Keepers of the Flame

In his acknowledgment for Blue Remembered Earth, Alastair Reynolds wrote: “For Stephen Baxter and Paul McAuley: friends, colleagues and keepers of the flame.” Of course, they are the giant Keepers, innovators of new Fire and trailblazers to new worlds. We, readers of Science Fiction, might we not think of ourselves, in our own small way, Keepers as well? By the simple notion that by tenaciously reading SF we are spreading its memes. In the beginning was the Word and the Word was Science Fiction and with this mighty Word worlds of all kinds and shapes were, and are still being, forged.

Reading into the Treasure Trove of SF – Tim Powers

The first book I read by Tim Powers was ANUBIS GATES and I was hooked by his writing ever since. At his panel at LACon in 2006 he told us he’d never been to London, England before and that struck us all with amazement because his description of London in one of his books was so vivid that he must have had at least set foot in that city and seen this particular building and that particular street with his own eyes. To which he declared, yes, he saw the city, but saw the city only through photographs which he lined up on the carpet in his living room and strung his tale around them. Which leads me to mention his book DECLARE which is a gripping alternate history of the British Secret Service, not only battling Nazis and Communists but also evil djinns. And from the foundation of DECLARE Charles Stross spun his tale of the Atrocity Archives.

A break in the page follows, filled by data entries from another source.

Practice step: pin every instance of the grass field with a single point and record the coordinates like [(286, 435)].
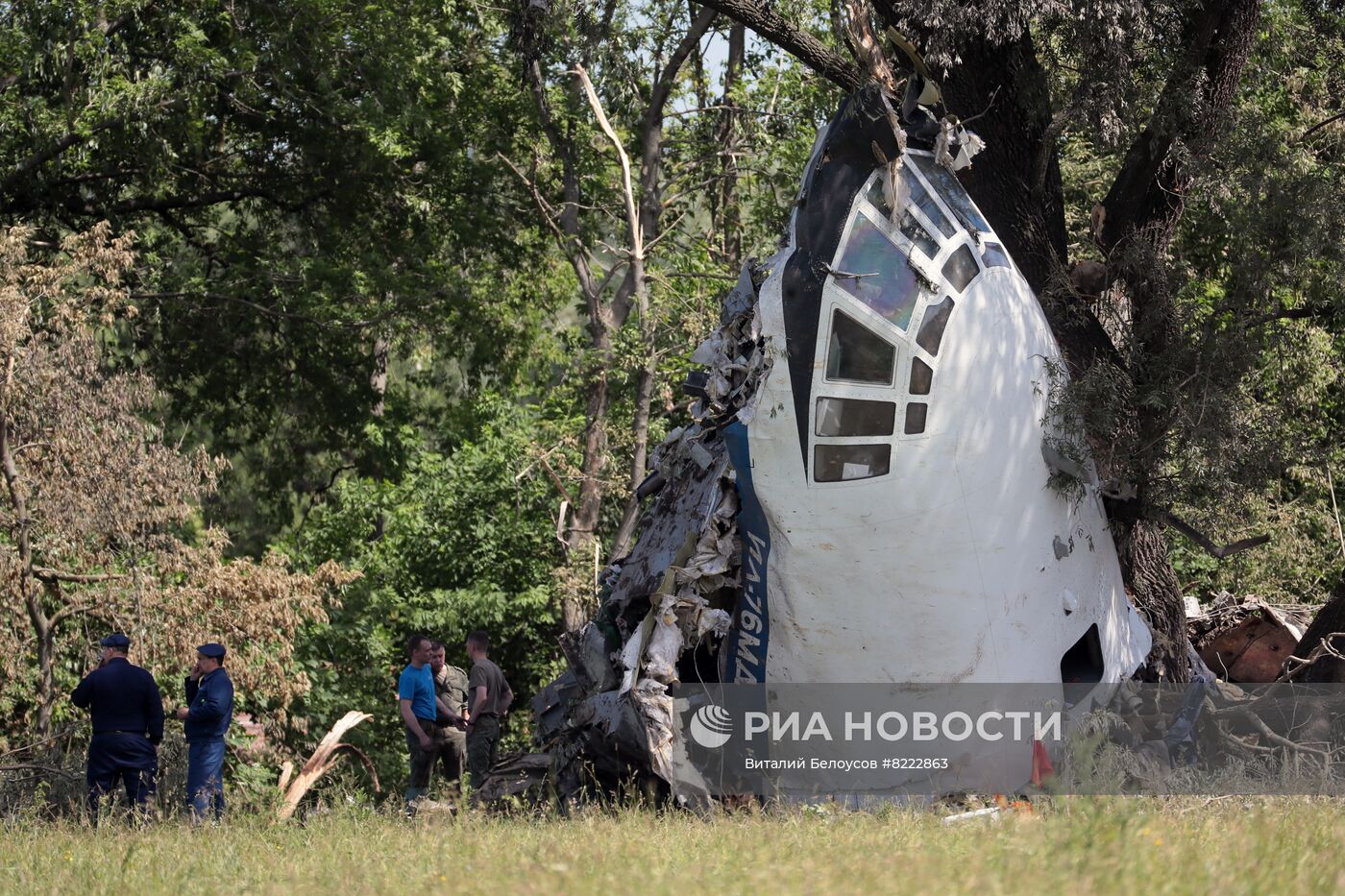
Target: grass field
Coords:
[(1113, 845)]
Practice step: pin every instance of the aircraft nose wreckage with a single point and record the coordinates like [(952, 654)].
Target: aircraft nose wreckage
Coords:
[(863, 494)]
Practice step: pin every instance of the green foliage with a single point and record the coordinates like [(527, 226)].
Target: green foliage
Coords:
[(309, 181), (464, 541)]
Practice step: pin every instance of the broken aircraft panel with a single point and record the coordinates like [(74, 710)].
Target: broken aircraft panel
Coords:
[(863, 496)]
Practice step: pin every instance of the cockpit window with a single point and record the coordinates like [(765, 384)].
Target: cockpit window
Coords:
[(952, 193), (858, 354), (994, 255), (877, 274), (915, 231), (961, 268), (838, 463), (931, 328), (921, 376), (854, 417), (917, 415)]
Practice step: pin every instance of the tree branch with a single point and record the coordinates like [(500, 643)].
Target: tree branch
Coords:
[(784, 34)]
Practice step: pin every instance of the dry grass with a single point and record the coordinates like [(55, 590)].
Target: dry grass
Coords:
[(1102, 845)]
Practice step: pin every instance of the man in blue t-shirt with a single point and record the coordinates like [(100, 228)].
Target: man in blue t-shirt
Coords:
[(420, 705)]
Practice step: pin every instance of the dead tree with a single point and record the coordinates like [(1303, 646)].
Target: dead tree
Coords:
[(607, 307)]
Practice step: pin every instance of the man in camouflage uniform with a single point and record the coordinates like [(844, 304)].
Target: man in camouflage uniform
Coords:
[(488, 698), (451, 688)]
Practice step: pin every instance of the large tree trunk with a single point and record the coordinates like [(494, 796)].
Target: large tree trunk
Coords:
[(1329, 620), (1153, 588)]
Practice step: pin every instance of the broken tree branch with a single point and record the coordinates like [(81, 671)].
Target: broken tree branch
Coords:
[(322, 762), (780, 31), (1200, 539)]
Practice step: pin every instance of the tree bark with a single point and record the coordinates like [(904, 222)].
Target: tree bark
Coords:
[(729, 220), (1329, 620)]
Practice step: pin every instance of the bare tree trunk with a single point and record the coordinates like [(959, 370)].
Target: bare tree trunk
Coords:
[(643, 224), (729, 222), (43, 630)]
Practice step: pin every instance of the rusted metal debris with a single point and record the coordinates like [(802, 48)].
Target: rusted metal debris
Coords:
[(1246, 641)]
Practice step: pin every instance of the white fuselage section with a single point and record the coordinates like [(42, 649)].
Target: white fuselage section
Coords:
[(958, 564)]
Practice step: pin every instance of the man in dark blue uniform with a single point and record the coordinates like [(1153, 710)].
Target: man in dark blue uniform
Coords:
[(210, 708), (128, 722)]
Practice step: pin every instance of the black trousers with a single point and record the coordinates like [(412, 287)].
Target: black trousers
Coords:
[(130, 759)]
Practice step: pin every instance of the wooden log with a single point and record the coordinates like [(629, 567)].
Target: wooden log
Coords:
[(329, 752)]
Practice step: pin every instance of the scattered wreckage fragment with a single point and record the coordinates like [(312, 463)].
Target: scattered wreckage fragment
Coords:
[(863, 494), (1246, 641)]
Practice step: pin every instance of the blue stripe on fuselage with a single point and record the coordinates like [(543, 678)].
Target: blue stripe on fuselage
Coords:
[(750, 630)]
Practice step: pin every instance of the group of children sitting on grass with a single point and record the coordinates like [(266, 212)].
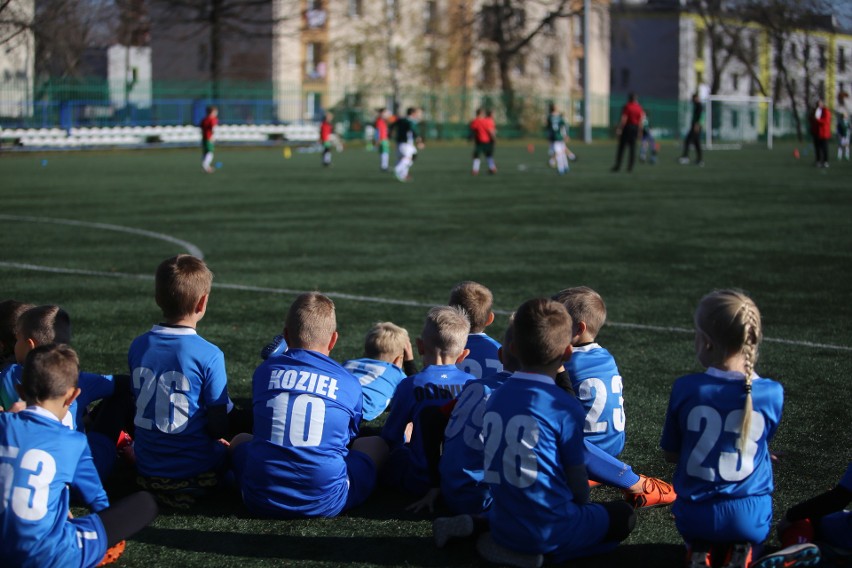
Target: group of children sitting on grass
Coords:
[(510, 437)]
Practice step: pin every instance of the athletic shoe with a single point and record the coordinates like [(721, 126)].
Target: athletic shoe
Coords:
[(445, 528), (124, 448), (497, 554), (738, 556), (798, 532), (797, 555), (113, 553), (698, 555), (655, 493)]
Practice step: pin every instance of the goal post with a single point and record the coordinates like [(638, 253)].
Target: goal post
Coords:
[(734, 120)]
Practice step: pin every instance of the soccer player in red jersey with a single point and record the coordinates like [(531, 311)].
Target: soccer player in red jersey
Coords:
[(381, 141), (209, 122), (632, 116), (325, 139)]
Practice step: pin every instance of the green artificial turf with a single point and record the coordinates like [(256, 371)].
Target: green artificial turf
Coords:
[(651, 242)]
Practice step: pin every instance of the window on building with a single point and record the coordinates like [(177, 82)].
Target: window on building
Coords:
[(430, 16), (549, 65), (203, 59), (392, 7), (354, 58)]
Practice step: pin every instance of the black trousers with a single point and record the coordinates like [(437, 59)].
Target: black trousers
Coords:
[(627, 139)]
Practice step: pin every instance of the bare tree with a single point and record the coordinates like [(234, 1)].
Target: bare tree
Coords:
[(219, 20), (504, 23)]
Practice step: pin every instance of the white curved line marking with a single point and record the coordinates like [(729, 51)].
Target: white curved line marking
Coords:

Reading into the Treasure Trove of SF – China Mieville

I have read some posts on Facebook calling the stories that come out of SF–be they Science Fiction, Fantasy, Speculative Fiction–rubbish. So, then I read “rubbish” all the time and I write “rubbish” all the time. To each their own. I won’t be trying to convert those people; I won’t even make justifications about my reading choices. I will merely be posting my comments about the stories that I admire and will continue to read. Today it’s SCAR by China Mieville. It’s breathtaking although not a happy story, full of brutal and ghastly episodes which are starkly Mieville. It is worldbuilding to the extreme, a city of ships that sails the ocean bound for an unspeakable destination, visiting places on the way like the island of the Mosquito Women, the always hungry she-anophelius. These creatures, these citizens of Mieville’s world are but a few that I mention here. His stories, his worlds may not suit everyone’s palate and I won’t read books of his consecutively as I have to wander to other destinations less baleful. But dare read his books and be amazed by the depth of his imagination.

First Contact

I’ve finished reading Infinity Beach by Jack McDevitt. It deals with the question: are we alone in the universe? Without spoiling things too much for those who haven’t read the book, yet, it also extrapolates that first contact is fraught with misunderstandings, accidents and disasters. In short, don’t go into First Contact with Celestials (aliens in more picturesque terms) unprepared. Good PR, a linguist and “we should have brought a writer”, is what one player in the story quipped. A science fiction writer of course, fluent in speculative metaphors. We, writers, will have a job waiting to do at the first glimpse of a Celestial on the scanners.

Man of Distinction

I’ve finished reading The Complete Short SF of Fedric Brown FROM THESE ASHES. His insightful stories and stories of dire warning are still timely and still relevant, even today, and too numerous to mention and some of them too satirically funny. One comes to mind–Man of Distinction–a hopeless drunk. Alcoholics of the Earth, at last you have a worthwhile vocation. On Earth you are a drunkard, but on the planet Dar you are a fascinating zoological specimen in a glass cage, Alcoholicus Anonymous, keeping Earthlings from being abducted en masse, since the Darians are of the opinion (and hopefully still are) that Earthlings are too addicted to C2H5OH, alcohol, to be useful slave labourers!